Refining a draft is a process of elimination

Reading time: About 1 minute

This is my weekly installment of “writing about writing,” in which I scan the world to find websites, books and articles to help other writers. Today I discuss an article written for the New York Times by Danny Heitman…

The debate over ‘writing short’ versus ‘writing long’ has been around since Johannes Gutenberg invented the printing press in 1450. Me? I tend to favour short. But I will always read very long articles if they’re well written.

That’s not to take away from the point made by Danny Heitman, in his brief and vigorously argued New York Times Opinionator article, Keep it Short.

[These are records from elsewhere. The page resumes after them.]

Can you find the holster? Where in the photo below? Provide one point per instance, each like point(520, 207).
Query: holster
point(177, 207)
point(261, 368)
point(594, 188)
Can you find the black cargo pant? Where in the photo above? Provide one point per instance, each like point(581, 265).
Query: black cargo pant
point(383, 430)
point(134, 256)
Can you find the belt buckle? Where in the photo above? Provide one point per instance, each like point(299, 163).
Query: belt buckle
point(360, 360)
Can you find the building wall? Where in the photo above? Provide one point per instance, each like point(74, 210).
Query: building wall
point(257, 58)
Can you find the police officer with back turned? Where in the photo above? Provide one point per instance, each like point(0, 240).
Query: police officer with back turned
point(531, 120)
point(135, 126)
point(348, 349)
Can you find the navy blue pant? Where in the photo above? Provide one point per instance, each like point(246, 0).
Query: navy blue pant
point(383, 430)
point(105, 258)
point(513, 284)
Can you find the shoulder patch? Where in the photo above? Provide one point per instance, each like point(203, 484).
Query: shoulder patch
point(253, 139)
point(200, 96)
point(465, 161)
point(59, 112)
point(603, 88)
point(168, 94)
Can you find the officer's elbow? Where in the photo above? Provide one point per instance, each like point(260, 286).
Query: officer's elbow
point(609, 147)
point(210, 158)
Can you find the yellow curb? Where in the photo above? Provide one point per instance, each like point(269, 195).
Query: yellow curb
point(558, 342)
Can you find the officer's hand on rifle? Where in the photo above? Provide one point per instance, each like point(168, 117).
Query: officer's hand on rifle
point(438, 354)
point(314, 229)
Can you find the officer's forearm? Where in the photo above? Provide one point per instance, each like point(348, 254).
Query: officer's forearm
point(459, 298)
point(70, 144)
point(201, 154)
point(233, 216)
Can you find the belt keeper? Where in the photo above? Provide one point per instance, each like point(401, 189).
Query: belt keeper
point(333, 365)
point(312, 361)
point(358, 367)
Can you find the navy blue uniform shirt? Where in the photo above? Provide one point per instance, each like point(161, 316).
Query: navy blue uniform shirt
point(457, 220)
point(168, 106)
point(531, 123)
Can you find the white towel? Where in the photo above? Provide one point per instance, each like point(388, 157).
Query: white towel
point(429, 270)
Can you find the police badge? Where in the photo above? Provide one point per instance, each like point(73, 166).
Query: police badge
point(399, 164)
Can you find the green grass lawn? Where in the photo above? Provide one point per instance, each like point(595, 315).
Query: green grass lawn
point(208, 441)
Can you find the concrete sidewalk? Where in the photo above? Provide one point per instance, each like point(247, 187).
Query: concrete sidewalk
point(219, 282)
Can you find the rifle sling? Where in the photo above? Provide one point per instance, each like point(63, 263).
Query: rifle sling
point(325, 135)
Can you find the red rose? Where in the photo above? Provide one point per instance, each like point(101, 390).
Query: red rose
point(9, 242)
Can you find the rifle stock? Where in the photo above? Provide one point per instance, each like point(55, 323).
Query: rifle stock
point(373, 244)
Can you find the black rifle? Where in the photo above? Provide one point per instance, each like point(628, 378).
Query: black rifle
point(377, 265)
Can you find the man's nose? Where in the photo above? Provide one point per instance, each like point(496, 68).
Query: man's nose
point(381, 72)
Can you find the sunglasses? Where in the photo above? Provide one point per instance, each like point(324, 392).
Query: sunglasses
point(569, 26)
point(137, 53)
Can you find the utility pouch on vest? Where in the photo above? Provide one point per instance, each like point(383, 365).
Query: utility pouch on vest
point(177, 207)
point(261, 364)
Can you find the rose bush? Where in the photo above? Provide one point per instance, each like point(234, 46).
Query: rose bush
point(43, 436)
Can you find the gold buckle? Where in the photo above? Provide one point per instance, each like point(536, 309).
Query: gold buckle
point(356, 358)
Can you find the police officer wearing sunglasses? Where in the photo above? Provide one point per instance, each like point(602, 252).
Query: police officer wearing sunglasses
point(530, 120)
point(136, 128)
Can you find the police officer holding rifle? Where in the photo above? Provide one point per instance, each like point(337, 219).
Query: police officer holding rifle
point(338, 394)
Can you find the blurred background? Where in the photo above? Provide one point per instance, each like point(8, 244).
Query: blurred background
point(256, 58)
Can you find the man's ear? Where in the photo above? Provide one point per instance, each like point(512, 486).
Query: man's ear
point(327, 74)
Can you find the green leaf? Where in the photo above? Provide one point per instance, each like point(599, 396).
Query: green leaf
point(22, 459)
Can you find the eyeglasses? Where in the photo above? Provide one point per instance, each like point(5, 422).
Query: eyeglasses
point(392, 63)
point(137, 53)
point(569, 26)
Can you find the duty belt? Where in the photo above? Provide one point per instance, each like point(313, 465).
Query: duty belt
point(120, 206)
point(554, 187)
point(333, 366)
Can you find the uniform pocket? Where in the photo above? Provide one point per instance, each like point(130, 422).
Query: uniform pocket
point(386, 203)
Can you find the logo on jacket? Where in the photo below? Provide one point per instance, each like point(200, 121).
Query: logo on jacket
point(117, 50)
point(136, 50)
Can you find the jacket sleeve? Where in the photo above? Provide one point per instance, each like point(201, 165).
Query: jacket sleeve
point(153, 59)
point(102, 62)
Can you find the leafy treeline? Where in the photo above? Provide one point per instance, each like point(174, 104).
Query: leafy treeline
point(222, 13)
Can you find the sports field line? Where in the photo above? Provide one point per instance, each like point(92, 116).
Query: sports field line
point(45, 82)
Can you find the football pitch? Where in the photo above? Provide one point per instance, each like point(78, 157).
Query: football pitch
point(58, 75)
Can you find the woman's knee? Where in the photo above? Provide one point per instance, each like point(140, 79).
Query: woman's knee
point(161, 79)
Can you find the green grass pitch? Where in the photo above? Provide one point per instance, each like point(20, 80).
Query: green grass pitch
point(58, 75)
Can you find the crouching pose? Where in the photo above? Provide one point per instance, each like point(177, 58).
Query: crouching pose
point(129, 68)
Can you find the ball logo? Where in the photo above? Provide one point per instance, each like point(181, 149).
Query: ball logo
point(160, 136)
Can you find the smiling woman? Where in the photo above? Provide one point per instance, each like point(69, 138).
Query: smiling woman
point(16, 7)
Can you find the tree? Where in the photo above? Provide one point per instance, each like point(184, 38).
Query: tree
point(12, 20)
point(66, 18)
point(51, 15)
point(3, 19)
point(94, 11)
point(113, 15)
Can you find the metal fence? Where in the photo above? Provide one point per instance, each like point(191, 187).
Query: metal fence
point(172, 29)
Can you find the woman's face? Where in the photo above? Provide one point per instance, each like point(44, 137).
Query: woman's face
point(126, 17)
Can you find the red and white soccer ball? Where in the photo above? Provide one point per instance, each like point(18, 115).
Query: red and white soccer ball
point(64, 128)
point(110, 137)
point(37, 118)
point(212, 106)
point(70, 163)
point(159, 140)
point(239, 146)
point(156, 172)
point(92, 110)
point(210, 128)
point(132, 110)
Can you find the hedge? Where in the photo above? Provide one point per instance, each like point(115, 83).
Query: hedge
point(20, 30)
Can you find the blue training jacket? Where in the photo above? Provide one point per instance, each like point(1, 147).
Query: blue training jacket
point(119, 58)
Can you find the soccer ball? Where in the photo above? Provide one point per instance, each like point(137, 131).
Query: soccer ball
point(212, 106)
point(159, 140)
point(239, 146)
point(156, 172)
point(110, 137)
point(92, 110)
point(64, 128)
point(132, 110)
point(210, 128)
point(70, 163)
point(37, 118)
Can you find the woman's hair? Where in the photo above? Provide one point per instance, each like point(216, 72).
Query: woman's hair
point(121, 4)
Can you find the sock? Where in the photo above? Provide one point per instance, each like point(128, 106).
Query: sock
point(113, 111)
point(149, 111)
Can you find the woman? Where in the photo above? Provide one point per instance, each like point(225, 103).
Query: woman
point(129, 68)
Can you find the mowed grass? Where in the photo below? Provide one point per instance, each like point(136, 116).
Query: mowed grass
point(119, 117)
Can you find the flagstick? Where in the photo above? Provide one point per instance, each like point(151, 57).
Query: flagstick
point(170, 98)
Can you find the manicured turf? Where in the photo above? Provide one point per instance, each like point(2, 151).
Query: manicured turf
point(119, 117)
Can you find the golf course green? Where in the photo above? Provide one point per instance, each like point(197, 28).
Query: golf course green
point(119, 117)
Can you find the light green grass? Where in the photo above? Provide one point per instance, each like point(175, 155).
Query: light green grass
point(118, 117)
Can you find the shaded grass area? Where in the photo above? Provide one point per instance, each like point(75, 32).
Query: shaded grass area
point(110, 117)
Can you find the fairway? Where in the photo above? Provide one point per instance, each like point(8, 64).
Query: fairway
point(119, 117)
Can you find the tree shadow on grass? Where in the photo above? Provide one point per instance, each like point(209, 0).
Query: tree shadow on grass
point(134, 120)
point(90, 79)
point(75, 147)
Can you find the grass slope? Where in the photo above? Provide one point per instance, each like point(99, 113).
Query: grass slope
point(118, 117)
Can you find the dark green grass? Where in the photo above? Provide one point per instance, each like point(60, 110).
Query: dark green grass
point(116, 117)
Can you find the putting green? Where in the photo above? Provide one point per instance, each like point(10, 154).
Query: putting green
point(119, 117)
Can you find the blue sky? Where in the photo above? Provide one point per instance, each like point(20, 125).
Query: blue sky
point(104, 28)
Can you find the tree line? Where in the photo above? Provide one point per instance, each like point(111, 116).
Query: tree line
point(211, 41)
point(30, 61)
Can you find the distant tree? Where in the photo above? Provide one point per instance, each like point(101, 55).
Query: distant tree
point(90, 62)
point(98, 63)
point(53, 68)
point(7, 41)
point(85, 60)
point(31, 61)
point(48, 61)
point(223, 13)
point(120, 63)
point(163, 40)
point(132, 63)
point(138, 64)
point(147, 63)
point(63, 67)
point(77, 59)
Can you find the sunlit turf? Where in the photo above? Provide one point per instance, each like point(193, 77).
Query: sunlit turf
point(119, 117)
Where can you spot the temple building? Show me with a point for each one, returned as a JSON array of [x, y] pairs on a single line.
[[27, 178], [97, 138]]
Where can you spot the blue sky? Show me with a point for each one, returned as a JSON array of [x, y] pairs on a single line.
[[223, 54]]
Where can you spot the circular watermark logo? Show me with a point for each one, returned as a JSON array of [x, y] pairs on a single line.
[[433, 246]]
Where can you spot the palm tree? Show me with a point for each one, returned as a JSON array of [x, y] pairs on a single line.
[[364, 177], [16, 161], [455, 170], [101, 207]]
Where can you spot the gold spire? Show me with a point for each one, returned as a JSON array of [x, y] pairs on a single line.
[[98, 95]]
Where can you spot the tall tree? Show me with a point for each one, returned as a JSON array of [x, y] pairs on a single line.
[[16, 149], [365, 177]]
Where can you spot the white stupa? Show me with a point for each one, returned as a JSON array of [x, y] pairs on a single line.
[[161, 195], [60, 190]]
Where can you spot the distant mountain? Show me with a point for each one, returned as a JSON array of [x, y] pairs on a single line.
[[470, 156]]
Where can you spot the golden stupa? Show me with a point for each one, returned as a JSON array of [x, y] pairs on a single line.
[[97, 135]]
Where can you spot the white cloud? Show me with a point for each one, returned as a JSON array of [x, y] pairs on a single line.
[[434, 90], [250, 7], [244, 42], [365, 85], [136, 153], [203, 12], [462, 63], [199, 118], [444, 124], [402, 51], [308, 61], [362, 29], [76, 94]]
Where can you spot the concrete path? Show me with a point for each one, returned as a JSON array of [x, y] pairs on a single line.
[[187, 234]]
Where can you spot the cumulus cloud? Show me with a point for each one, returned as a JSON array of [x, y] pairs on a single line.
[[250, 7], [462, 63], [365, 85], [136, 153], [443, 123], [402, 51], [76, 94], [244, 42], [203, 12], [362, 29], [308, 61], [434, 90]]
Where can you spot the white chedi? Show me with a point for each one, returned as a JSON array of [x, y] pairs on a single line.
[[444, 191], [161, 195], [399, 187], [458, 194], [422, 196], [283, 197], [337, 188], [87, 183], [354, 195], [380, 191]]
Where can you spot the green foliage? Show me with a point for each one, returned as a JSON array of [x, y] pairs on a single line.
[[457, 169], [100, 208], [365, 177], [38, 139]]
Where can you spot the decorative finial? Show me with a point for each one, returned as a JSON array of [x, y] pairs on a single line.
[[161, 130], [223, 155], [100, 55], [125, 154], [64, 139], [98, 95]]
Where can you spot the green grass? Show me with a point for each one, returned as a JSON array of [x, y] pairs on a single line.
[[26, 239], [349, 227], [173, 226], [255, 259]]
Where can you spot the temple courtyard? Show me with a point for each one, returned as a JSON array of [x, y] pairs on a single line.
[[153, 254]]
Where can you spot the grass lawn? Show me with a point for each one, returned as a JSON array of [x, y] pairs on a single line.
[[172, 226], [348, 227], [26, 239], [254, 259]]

Heitman describes John Kenneth Galbraith being edited by the famous and famously demanding Henry Luce. 

Galbraith wrote: “In his hand was a pencil; down on each page one could expect, at any moment, a long swishing wiggle accompanied by the comment: “This can go.” Invariably it could. It was written to please the author and not the reader. Or to fill in the space. The gains from brevity are obvious; in most efforts to achieve it, the worst and the dullest go. And it is the worst and the dullest that spoil the rest.”

I found it particularly persuasive that after presenting this compelling story, Heitman concludes:

Refining a draft is a process of elimination that, like any contest advancing the survival of the fittest, tends to dramatize what’s left standing when the competition is complete.

The issue isn’t so much that our readers don’t have time (although of course they don’t); the bigger issue is: what sort of impact do we wish to leave? I like Heitman’s advice that we can dramatize what we leave standing.